DIY: How to Install Your Own Wood Flooring

So you have decided to renovate your home by installing real wood flooring, and you are wondering what it would take to do so without the help of a Tampa Bay wood flooring contractor. You consider yourself pretty handy, and the money you think you will save by doing the job on your own seems like it would be worth your time. And you may be right, but only if you learn exactly what you are supposed to do, because any mistakes may end up costing you more than if you had hired that experienced wood flooring contractor in the first place.

Here is a step-by-step guide on how to install your own wood flooring without the help of a Tampa Bay wood flooring contractor. For this example, we chose to discuss a “floating floor” installation method, which is the simplest way to go for do-it-yourselfers.

1. Measure the surface. This is a nice, basic way to start your hardwood floor installation. Make sure to get accurate dimensions and measurements so you buy the right amount of wood for the job. If you come up short, there is a chance that the store where you purchased the wood could run out and you may end up on a wild goose chase searching for wood that matches.

2. Choose Your Wood Type and Style. Now that you have your measurements, it’s time to go to the store and select your wood type and style. To be safe, you should probably purchase about 15% more wood than you needed based on your measurements to avoid the possibility of a shortfall.

3. Prepare the room. Depending on your current flooring situation, this might mean ripping out old carpeting or another surface to expose the plywood subfloor. However, if your current floor is a flat surface like vinyl or wood, you may be able to install your new floating wood floor on top of it. Once you are down to your flat surface, make sure it is completely dust-free and clean.

4. Lay out your foam. You should have purchased a roll of foam for the bottom layer of your floor. Roll it out to cover the floor, making sure to do so in strips that run opposite of the direction you are intending to install you wood planks in (a la a tic-tac-toe board). You also need to cut out the bottom of your door jams so the wood planks can slip underneath. Please be careful with this, as any small mistake can leave an unsightly gap.
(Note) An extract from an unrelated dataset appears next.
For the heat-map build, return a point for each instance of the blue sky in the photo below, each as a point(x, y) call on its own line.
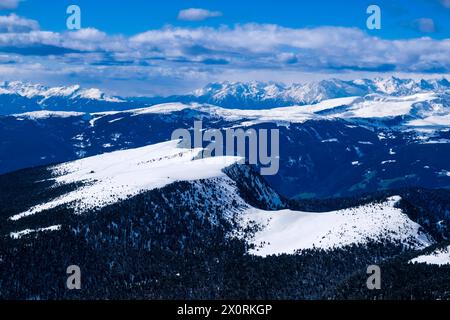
point(138, 47)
5. Start to lay out your planks. The most important thing to remember when you start to actually lay out your wood floor planks is that the last plank will have to be a decent width (think 8 inches), and the interior planks must be full size. Because of this, you need to make careful measurements and cut your first plank so you will have a big enough last plank once you get there. If you make a mistake, you may end up having to rip up the entire floor you just installed. You also must put small spacers between the first plank and the wall before you begin laying out your rows.

6. Lock the planks together as you go. For a floating floor install, the wood planks you purchased should have grooved joint that fit together. As you lay out each plank, make sure it fits snuggly into the previous plank. Then, lock them together by hammering a tapping block into the plank you just put down. Continue this until you get to the last plank before the opposite wall. Remember, you also may have to cut notches out of certain boards so they will fit around corners and openings like your closet. This, again, will take a lot of skill if you want your wood flooring to look right.

7. Install the last plank in the row. Once you reach the last plank, you will have to cut it to fit in the gap that is left. Again, you should’ve left yourself enough room to fit a plank that’s at least 8 inches wide. If you didn’t, you may have to start all over again. Once you’ve cut the last plank, slip it in between the second to last plank and the wall, and use a pull bar to lock it into place.

8. Do it again. Repeat the above steps for each row until you’ve installed your entire wood floor.

Now that you’ve installed your wood flooring, it is time to start working on the molding. But that is a DIY lesson for another day.